According to Snow, Bass used the Percocet belonging to Piland’s deceased mother and the fact that a home daycare was located nearby to throw the full weight of the law against her father. She said the fact that he was in possession of several pounds of marijuana was never presented in court, making the cannabis activist seem like a heroin dealer and not the curative shaman that he was.
“I don’t know why my dad kept the old pharmaceutical pills, but he tended to be kind of a pack rat or just not be bothered by the little things,” Snow said, noting that one of the key pieces of evidence used against her father was something he didn’t realize he had. “Dad says he didn’t even remember having them as they were found in the back of a drawer.”
Snow said Dr. Piland was naive when he went to trial thinking, that if he just told the truth about his cannabis activism, no jury would convict him.
“After the search and seizure of his house, I think my dad really thought he had a chance to lay his life’s passion and work all out there.
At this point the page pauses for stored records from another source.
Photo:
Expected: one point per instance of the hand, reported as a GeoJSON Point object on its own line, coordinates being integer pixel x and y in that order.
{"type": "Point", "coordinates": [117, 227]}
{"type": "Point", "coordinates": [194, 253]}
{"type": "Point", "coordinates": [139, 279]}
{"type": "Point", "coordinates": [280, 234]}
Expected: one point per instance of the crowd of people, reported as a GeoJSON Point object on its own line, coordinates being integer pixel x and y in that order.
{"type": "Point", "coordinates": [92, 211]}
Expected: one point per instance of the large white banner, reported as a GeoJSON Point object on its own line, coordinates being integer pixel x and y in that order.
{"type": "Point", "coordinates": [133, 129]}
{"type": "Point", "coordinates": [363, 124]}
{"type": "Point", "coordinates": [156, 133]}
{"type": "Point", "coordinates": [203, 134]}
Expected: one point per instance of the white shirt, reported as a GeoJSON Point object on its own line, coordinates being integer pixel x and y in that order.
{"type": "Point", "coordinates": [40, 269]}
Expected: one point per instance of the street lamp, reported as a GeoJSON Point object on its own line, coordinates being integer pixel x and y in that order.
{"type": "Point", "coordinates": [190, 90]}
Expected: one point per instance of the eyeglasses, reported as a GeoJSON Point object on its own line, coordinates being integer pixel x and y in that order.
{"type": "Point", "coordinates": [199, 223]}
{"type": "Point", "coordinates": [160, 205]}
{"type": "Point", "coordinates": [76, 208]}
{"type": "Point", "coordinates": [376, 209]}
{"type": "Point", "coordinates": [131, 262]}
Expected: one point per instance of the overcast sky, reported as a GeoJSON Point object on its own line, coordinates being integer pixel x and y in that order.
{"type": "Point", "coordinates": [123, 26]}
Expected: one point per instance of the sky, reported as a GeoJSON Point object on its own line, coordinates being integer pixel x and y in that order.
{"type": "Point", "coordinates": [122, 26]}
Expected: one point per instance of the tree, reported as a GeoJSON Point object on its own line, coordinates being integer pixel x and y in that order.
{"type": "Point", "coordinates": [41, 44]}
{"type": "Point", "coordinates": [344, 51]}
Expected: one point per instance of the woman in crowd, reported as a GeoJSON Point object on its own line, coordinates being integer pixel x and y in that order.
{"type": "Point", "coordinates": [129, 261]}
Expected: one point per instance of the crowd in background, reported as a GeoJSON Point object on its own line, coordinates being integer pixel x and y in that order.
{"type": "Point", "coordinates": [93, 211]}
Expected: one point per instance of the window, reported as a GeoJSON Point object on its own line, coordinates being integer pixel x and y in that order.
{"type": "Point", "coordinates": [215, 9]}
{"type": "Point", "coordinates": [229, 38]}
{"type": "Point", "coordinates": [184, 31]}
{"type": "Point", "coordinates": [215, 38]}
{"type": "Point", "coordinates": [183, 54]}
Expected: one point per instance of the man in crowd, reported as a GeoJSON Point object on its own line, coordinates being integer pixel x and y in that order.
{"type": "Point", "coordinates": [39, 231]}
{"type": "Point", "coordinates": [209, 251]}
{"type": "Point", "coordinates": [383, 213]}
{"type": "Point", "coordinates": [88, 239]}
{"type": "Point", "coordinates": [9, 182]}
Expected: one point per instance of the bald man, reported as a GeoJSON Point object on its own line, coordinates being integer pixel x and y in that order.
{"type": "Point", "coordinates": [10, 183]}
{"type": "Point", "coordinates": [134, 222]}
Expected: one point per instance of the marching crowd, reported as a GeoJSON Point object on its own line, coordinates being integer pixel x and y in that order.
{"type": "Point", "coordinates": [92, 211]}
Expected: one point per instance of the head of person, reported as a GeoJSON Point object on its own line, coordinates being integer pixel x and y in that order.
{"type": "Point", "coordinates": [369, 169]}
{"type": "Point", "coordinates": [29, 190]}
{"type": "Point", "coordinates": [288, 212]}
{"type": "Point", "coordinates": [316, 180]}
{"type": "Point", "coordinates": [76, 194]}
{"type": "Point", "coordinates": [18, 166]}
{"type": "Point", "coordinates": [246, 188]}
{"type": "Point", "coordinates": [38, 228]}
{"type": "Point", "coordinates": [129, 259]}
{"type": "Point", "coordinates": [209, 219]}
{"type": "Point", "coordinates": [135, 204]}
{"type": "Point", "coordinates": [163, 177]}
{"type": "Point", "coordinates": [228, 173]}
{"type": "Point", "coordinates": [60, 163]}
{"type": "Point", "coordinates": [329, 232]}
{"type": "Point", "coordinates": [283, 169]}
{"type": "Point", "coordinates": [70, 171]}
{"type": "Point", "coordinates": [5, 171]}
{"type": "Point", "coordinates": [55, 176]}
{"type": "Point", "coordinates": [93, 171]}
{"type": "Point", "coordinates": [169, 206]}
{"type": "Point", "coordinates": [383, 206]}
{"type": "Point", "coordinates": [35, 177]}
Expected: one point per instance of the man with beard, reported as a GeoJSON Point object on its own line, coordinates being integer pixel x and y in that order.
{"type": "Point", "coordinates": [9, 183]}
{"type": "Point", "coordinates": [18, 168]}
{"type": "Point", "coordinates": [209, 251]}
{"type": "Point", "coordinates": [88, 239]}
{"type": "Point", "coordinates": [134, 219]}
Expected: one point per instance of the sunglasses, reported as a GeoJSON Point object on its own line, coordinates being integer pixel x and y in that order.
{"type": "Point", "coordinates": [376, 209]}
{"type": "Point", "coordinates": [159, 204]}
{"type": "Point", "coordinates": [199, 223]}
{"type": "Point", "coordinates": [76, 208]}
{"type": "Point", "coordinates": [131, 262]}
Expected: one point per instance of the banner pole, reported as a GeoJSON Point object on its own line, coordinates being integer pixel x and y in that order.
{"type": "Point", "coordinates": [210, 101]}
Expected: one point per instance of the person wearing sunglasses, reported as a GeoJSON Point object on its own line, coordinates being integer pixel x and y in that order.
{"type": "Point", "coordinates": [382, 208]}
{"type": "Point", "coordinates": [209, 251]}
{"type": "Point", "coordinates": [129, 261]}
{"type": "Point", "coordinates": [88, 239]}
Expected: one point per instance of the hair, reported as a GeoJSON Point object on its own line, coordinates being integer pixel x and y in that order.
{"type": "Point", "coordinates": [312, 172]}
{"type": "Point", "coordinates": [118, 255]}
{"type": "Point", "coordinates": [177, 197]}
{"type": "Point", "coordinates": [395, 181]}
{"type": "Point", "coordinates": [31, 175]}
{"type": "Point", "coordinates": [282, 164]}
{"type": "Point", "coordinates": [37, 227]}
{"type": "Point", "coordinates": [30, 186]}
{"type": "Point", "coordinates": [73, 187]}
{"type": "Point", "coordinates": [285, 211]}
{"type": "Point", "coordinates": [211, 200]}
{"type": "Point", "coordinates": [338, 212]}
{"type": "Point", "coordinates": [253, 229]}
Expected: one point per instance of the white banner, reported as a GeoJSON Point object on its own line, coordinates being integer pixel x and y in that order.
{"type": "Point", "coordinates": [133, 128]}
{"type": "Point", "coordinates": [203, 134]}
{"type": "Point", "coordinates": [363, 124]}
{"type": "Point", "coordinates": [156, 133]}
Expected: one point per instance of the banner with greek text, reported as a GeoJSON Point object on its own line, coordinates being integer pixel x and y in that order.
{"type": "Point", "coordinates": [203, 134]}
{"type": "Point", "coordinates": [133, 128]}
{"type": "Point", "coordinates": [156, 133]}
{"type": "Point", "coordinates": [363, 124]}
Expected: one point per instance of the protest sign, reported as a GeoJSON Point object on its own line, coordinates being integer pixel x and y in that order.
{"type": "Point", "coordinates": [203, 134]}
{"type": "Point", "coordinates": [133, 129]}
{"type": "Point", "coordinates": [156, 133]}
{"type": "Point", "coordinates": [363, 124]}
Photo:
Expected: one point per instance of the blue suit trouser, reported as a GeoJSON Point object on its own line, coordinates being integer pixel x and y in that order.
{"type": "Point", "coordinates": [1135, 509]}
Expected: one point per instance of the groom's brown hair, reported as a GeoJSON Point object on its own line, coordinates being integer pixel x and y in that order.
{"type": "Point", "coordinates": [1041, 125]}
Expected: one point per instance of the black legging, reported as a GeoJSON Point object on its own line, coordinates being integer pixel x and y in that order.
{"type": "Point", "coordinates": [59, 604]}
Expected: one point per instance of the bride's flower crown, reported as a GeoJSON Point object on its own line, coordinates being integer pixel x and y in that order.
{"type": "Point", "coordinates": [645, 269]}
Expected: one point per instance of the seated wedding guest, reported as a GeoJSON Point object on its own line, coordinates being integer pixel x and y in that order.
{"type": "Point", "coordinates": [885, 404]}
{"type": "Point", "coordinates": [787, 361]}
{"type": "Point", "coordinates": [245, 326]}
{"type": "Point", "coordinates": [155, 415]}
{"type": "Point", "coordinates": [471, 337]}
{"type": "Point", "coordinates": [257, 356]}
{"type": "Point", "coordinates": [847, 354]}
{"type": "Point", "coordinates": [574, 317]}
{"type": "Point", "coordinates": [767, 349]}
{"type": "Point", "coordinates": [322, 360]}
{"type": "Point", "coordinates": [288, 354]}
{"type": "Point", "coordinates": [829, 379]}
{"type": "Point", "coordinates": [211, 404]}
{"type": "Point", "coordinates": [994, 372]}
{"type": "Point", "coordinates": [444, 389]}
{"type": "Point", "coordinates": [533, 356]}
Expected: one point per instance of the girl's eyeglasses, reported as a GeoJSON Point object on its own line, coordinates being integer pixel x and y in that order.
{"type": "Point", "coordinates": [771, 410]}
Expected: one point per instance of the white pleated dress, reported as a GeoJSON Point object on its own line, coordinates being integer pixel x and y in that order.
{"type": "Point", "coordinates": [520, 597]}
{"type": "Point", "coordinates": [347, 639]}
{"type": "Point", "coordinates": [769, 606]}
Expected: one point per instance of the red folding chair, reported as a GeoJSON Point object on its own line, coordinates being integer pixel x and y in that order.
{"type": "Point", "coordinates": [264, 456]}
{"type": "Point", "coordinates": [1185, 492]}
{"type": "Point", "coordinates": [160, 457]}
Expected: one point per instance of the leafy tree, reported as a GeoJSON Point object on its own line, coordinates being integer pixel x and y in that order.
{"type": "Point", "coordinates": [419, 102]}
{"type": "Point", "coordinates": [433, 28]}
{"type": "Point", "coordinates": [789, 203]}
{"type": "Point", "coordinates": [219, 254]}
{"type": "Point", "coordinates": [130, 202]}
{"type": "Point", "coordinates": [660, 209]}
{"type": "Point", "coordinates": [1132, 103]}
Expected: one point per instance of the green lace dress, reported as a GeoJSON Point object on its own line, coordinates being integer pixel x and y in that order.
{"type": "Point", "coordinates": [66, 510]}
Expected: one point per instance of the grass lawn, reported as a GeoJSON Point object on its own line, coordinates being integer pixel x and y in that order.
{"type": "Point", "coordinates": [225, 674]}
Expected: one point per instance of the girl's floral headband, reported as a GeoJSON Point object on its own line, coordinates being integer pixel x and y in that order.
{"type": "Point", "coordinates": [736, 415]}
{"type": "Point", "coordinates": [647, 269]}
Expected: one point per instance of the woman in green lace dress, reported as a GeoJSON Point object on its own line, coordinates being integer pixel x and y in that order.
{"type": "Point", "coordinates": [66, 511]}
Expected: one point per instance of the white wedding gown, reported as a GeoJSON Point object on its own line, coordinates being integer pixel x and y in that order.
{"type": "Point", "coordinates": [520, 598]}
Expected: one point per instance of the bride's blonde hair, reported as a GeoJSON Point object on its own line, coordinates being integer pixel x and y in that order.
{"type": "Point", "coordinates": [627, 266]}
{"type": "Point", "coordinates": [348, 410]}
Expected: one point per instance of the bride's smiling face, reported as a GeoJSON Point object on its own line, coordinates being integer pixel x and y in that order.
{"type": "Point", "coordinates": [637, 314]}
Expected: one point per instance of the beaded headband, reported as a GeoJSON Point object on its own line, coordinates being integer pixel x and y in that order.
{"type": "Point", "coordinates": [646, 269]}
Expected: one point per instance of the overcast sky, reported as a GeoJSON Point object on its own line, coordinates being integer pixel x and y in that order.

I think similar to say, Caitlyn Jenner, somewhere inside he just didn’t want to hide anymore, knowing what he knows and being the ripe age of 70. He was super content to go to court to share his knowledge of medical cannabis and let the chips fall where they may.”
After the prosecution presented its case, and without his own legal representation, the jury took less than 30 minutes to convict Dr. Piland of trafficking heroin—presumably due in part to his possession of 58 grams of poppy seeds. Here’s what about twice that amount looks like:
Snow told The Free Thought Project that she wishes her father had been given a plea deal, but said the prosecutor knew he could easily get a conviction, due to the fact that the senior citizen was choosing to represent himself. As a result, the physician’s daughter now views her father’s conviction with disdain, and especially resents ADA Bass who she says lied about her father and mischaracterized him.
“DA Alex Bass stated my dad had ‘a large cache of dangerous and highly addictive opioid drugs for sale and distribution’ and he knows this is a lie. The truth is only a SINGLE, nearly decade-old, forgotten pharmaceutical bottle belonging to my deceased grandmother and the happenstance of living near an unmarked daycare was used as evidence for sending my non-violent father to prison for life.”
The teacher and daughter of a marijuana activist now accuses prosecutor Bass of sending an innocent man to prison and says he knew full well Piland was no heroin trafficker.
“Bass’s decisions were not only immoral, but go against many standards that Prosecutors are sworn to uphold,” Snow said. “He knows good and well, without a doubt, as does anyone who looks at the evidence, that opium or heroin selling, trafficking, or usage was not occurring.”
Snow said the punishment does not fit the crime, and she pointed to other cases where people were convicted of trafficking in heroin but received much softer sentences.
Piland’s life story might have been written differently had he resided in a state other than North Carolina. To date, more than half the nation has legalized medical marijuana in some form. In fact, in some of those other states, Piland may very well have been able to serve as a certifying doctor for medical marijuana, given the fact that he once held board certification as a practicing MD. But he chose to live in the state he loved, and now has to pay a heavy price for dabbling in marijuana.
Looking at the bigger picture, Piland’s case may serve as an indictment of a justice system and a pharmaceutical industry that will go to great lengths to ensure the truth about cannabis is never told. After all, Piland is a medical doctor who gave up his medical practice to pursue a lifetime of research into cannabis. Unfortunately, anyone who may want to glean from what he knows will have to go and visit him in the Marion, NC Correctional Institute.